Szalone pieniądze dla Erlinga Haalanda. Manchester City chce rozbić bank, aby zatrzymać Norwega
Manchester City pracuje nad przedłużeniem kontraktu z Erlingiem Haalandem. O szczegółach poinformował dziennik "The Sun".
Haaland trafił na Etihad przed startem tego sezonu. Norweski snajper błyskawicznie stał się liderem ofensywy w ekipie prowadzonej przez Pepa Guardiolę.
22-latek znajduje się w niesamowitej formie po przenosinach na Wyspy. W 37 spotkaniach dla Manchesteru City strzelił aż 42 gole, z czego 28 w samej Premier League.
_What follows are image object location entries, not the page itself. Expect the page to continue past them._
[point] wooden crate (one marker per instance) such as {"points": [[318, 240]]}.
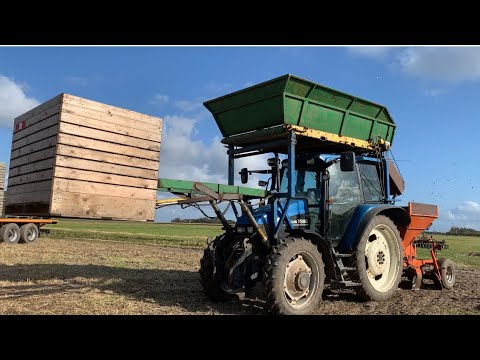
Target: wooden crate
{"points": [[2, 188], [73, 157]]}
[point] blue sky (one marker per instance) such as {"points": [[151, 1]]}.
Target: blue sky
{"points": [[431, 92]]}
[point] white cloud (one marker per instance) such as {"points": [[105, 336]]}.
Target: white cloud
{"points": [[466, 214], [441, 63], [77, 80], [376, 52], [434, 92], [13, 101], [159, 99], [183, 157], [188, 105]]}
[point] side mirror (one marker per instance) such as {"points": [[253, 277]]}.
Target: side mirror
{"points": [[347, 161], [244, 175]]}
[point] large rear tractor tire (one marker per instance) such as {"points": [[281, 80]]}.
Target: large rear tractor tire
{"points": [[10, 234], [447, 270], [378, 259], [210, 282], [28, 233], [294, 277]]}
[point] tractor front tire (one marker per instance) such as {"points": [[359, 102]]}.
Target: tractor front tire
{"points": [[294, 277], [10, 234], [447, 271], [210, 283], [378, 260], [28, 233]]}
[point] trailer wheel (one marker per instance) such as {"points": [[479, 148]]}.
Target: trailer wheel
{"points": [[210, 282], [294, 277], [10, 233], [378, 260], [447, 270], [28, 233]]}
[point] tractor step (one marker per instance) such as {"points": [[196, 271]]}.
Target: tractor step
{"points": [[338, 255], [335, 284], [347, 268]]}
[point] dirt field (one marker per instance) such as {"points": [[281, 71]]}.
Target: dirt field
{"points": [[93, 277]]}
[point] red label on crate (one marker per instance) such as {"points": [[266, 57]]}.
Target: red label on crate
{"points": [[21, 125]]}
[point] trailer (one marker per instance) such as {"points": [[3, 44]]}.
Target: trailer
{"points": [[22, 229]]}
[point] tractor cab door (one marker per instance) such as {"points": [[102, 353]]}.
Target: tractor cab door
{"points": [[344, 197]]}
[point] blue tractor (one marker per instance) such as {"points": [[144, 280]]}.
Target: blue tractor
{"points": [[328, 216]]}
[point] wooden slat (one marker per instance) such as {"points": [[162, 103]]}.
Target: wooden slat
{"points": [[90, 165], [71, 140], [98, 206], [40, 145], [32, 177], [109, 109], [40, 125], [33, 167], [30, 139], [143, 130], [38, 186], [30, 158], [78, 130], [106, 157], [39, 109], [122, 130], [93, 176], [86, 187], [28, 198]]}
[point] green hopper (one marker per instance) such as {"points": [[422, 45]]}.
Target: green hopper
{"points": [[268, 110]]}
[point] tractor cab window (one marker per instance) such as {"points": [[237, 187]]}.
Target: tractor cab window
{"points": [[344, 196], [372, 189], [307, 184]]}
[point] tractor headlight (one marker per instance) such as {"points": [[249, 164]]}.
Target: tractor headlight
{"points": [[240, 229]]}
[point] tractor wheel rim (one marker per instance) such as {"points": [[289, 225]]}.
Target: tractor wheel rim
{"points": [[30, 235], [381, 257], [449, 274], [12, 236], [301, 280]]}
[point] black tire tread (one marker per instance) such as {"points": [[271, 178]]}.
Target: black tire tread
{"points": [[276, 301], [210, 284], [365, 291], [442, 263], [23, 233]]}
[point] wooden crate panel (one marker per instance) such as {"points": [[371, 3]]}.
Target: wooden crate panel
{"points": [[108, 137], [32, 157], [110, 110], [70, 204], [72, 140], [98, 120], [40, 124], [79, 158], [32, 167], [102, 189], [30, 178], [33, 138], [95, 176], [39, 145], [106, 168], [106, 157]]}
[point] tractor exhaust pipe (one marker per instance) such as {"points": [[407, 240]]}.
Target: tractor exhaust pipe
{"points": [[254, 223]]}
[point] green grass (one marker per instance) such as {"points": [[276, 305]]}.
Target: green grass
{"points": [[463, 250], [152, 233]]}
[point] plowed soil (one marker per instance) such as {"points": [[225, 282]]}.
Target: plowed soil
{"points": [[93, 277]]}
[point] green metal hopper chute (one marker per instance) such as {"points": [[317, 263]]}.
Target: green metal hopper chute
{"points": [[268, 110]]}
Niedawno media informowały, że Haaland nadal znajduje się na celowniku Realu Madryt, który chciałby pozyskać go w 2024 roku. Włodarze "The Citizens" mają jednak zupełnie inne plany.
"The Sun" podaje, że klub rozpoczął już pracę nad przedłużeniem kontraktu swojej "dziewiątki". Aktualna umowa Norwega obowiązuje do 2027 roku.
Według doniesień Manchester jest gotowy uczynić z Haalanda najlepiej opłacanego piłkarza w Premier League. Mistrzowie Anglii zamierzają zaproponować mu podwyżkę do 500 tys. funtów tygodniowo.
Korzystniejsze warunki mają przekonać napastnika do pozostania na Etihad. Klub liczy, że Haaland będzie filarem drużyny jeszcze przez długie lata.